VMware Communities
Mickou06
Contributor
Contributor

Workstation Pro 16 NVMe controller

Hi all,

I'm encountering NVme error in my guest Linux OS (nvme QID Timetouts) when I use a NVMe entire disk allocated to a virtual machine, I've made some tests, like this:

My host machine is Windows 10 Pro, running on AMD Ryzen 3800XT + NVMe SSD.

I created 2 virtual machines:

vUbuntu1804 => Running Ubuntu 18.04 LTS, Western digital NVMe SSD WDS500 entire physical disk using NVMe controller type.

=> On intensive disk usage, I get "nvme: QID Timeout, completion polled"

vUbuntu2004 => Running Ubuntu 20.04 LTS, Samsung NVMe SSD 870 Evo Plus entire physical disk using NVMe controller type.

=> On intensive disk usage, I get "nvme: QID Timeout, aborting"

I tried various kernel/module parameters tuning, to turn off power saving regarding pcie/nvme core driver, use IO schedulers, etc... Nothing removes these timeout.

I saw someone stating that the scsi controller was better regarding performance, but I was wondering if someone is using the NVMe controller type on Windows guest / Linux host, with a dedicated entire disk, and if it works?

0 Kudos
9 Replies
scott28tt
VMware Employee
VMware Employee

@Mickou06 

Workstation version?

 


-------------------------------------------------------------------------------------------------------------------------------------------------------------

Although I am a VMware employee I contribute to VMware Communities voluntarily (ie. not in any official capacity)
VMware Training & Certification blog
0 Kudos
Mickou06
Contributor
Contributor

Oups!
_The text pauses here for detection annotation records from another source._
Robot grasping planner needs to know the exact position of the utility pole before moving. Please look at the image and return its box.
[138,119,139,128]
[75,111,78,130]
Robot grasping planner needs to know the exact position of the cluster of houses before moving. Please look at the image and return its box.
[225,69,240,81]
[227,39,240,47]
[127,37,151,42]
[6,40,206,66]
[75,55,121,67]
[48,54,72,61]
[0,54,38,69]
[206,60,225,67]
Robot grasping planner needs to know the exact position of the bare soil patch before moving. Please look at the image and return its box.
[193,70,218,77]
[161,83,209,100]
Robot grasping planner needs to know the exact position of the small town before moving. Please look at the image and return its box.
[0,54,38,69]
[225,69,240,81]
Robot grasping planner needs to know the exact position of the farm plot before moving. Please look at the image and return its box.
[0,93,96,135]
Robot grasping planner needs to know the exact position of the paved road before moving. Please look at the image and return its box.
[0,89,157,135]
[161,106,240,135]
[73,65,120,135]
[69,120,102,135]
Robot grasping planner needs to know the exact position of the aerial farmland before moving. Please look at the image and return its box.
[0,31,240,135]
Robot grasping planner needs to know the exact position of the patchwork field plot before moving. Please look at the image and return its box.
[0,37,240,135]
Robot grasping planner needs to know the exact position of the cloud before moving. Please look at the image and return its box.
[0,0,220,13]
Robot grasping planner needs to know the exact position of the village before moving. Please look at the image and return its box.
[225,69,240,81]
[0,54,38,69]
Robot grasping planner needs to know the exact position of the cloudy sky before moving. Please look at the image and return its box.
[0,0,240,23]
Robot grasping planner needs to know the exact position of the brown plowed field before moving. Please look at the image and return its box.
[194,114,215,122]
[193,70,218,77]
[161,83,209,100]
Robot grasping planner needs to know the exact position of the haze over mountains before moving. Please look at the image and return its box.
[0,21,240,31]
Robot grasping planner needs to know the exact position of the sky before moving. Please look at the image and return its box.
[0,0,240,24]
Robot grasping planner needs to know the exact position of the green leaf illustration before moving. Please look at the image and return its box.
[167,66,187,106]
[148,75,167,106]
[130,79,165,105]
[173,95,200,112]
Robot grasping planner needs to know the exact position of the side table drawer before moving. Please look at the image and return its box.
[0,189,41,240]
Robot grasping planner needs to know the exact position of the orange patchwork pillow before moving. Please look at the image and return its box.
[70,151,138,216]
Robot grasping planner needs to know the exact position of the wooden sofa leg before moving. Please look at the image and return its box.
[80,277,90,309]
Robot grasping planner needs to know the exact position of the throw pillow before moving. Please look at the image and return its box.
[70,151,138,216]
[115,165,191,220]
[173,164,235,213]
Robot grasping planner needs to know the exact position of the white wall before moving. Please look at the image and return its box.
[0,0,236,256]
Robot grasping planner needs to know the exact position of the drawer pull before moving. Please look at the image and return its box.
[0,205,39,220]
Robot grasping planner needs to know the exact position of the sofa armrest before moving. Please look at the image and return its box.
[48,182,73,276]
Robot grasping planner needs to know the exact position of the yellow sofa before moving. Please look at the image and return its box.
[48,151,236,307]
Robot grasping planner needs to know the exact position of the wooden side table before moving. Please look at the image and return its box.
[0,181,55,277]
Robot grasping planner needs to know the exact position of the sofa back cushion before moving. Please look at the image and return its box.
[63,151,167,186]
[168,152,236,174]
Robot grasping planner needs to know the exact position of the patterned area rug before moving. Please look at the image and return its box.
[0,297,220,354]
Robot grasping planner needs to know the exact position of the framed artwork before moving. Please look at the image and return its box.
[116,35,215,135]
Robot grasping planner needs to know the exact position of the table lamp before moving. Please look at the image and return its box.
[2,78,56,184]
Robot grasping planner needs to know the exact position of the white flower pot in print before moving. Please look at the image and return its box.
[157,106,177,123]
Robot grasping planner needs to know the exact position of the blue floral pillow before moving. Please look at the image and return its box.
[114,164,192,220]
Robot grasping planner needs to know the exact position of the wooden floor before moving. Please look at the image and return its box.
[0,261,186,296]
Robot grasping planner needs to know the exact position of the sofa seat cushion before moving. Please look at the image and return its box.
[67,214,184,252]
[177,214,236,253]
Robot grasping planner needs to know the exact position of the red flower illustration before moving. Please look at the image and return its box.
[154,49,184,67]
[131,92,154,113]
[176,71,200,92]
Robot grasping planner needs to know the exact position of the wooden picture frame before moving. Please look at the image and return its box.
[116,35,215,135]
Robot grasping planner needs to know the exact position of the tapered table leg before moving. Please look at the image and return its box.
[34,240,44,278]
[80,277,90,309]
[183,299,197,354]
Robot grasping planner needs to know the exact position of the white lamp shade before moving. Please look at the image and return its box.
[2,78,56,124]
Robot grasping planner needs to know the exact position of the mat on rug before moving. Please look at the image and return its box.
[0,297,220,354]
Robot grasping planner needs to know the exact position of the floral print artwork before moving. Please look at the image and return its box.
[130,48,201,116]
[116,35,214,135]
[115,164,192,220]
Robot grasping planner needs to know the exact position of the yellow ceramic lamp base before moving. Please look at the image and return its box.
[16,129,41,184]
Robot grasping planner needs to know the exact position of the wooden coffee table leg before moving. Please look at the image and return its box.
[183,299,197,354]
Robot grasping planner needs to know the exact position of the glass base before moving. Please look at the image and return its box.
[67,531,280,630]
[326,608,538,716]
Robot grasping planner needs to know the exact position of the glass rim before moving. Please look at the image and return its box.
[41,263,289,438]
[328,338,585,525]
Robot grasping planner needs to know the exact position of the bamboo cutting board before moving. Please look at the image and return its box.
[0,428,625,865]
I’ve modified the title, it’s the latest 16!

0 Kudos
Mickou06
Contributor
Contributor

Ok, I've made a radical move:

I kept the Western Digital WDS 500 Nvme for VMware using NVme controller,

I used the Samsung 870 Evo Plus to install Ubuntu 18.04, in dual boot with windows.

In Native Ubuntu 18.04, no more QID Timeout completion polled/aborting errors, when using intensively the Samsung NVMe drive, nor the Western digital one that I have mounted from this native install.

So theses NVMe timeouts are really to due to Windows + VMWare using NVMe controller, and hopefully my drives are not the culprits 🙂

=> There's something wierd with VMWare NVMe controller...

 

wd123
Enthusiast
Enthusiast

I can confirm that the Workstation Pro 16 virtual NVMe interface leaves something to be desired.  I think it's important to understand that the underlying storage backing on the host of the guest's virtual NVMe is probably irrelevant.  Why so I believe this?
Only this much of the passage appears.